Detecting biomarkers for deadly lung disease
Researchers don’t yet know the precise cause of idiopathic pulmonary fibrosis, or IPF, but they know it’s deadly. Patients usually survive about three years after diagnosis. A sudden and unpredictable increase in IPF symptoms, such as shortness of breath and dry cough, could be fatal. Thus, early diagnosis and monitoring are crucial.
Lysophosphatidic acid, or LPA, is produced during lipid metabolism. In the past, researchers have reported that the LPA levels increase in lung fluid following lung injury in mice genetically altered to have pulmonary fibrosis. Deleting one receptor, LPA1, protected mice from fibrosis, indicating that LPA receptors have a role in IPF and may be a potential therapeutic and diagnostic target.
A group led by scientists from Genentech Inc. is now studying whether bioactive lipid species can predict IPF progression. “We had initially been working on chronic obstructive pulmonary disease, COPD,” Genentech senior scientist Margaret Neighbors said. “We compared gene expression levels between COPD patients and healthy patients.”
In this experiment, the gene autotaxin, or ATX, was overexpressed in COPD, and the team already knew that ATX has a role in the LPA signaling pathway, Neighbors explained. ATX generates most of the LPA detected in blood and inflamed tissues, and previous studies showed the role of the ATX–LPA signaling pathway in lung fibrosis in animal models.

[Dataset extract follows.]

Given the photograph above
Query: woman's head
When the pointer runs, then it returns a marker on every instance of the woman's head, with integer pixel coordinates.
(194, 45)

The team used targeted mass spectrometry to quantify LPA subspecies and assess how it affected COPD exacerbation.
“Then, we turned our focus to another lung disease, IPF, in which autotaxin has a role,” Neighbors said. “We used the same mass spectrometry approach to determine the role of bioactive lipids in IPF for this study.”

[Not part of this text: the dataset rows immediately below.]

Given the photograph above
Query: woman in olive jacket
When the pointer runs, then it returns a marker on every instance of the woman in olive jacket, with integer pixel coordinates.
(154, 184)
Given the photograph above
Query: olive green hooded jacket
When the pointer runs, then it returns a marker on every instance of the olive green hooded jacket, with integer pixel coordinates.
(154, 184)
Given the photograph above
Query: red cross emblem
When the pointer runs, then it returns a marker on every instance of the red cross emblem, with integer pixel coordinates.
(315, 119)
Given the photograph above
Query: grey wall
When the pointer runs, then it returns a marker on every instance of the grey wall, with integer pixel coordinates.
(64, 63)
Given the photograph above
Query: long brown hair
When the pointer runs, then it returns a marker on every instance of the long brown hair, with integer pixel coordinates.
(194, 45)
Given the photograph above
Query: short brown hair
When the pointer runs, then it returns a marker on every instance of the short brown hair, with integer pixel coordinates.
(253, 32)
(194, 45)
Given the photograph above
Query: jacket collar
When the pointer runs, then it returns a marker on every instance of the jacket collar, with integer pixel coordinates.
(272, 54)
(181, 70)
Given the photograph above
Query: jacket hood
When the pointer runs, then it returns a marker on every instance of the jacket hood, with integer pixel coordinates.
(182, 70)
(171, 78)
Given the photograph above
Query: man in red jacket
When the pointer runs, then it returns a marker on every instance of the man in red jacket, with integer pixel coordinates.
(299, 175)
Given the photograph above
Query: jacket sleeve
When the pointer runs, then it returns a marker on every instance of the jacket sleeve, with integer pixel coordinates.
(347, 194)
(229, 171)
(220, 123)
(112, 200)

They profiled lipid metabolism beyond LPA to compare more lipid species associated with the disease, then combined this with protein biomarker data to learn more about the IPF phenotype than in previous studies.
Neighbors and her colleagues worked with data from about 100 IPF patients between 40 and 80 years old. “Having a rich and diverse cohort helped us to examine how the different lipid species associated with individual clinical measures of IPF,” she said. “This individualistic approach can shed more light to better understand detailed connections between molecular pathways and each clinical manifestation.”

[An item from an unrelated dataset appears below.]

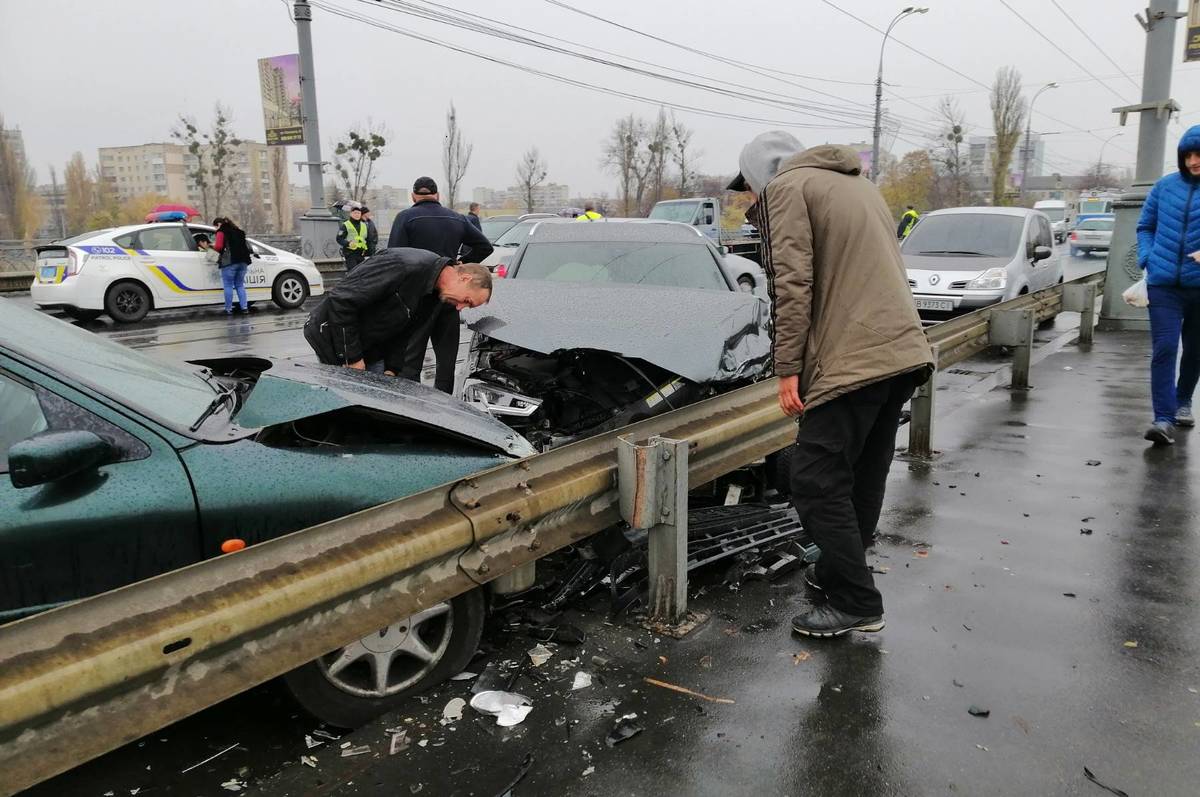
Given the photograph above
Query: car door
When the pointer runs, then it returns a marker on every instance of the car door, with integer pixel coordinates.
(179, 273)
(130, 519)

The researchers found that IPF patients had significantly higher levels of five LPA subspecies, and disease in patients with higher levels of one of these, LPA 20:4, worsened sooner than in patients with lower LPA 20:4. Also, patients with higher levels of LPAs have greater declines in diffusion capacity of carbon monoxide, which indicates decreased oxygen capacity of the lungs, an association that has never before been published.
“Our findings suggest LPA subspecies can play roles in pulmonary fibrosis through multiple pathways, rather than any key signal pathobiology,” Neighbors said. “Our study adds a road to the existing lipid map.”
In this study published in the Journal of Lipid Research, the researchers established the association of LPAs with IPF progression. Using mass spectrometry, they characterized lipid dysregulation in IPF. They hope to replicate these findings with additional cohorts and then to observe the molecular mechanisms behind increasing LPA subspecies expressions and their association with IPF.“We are trying to connect LPAs to clinical manifestations that might be downstream of pathobiologies,” Neighbors said. “Association between higher levels of LPA and declined levels of DLCO (diffusing lung capacity for carbon monoxide) is one new road on this lipid map.”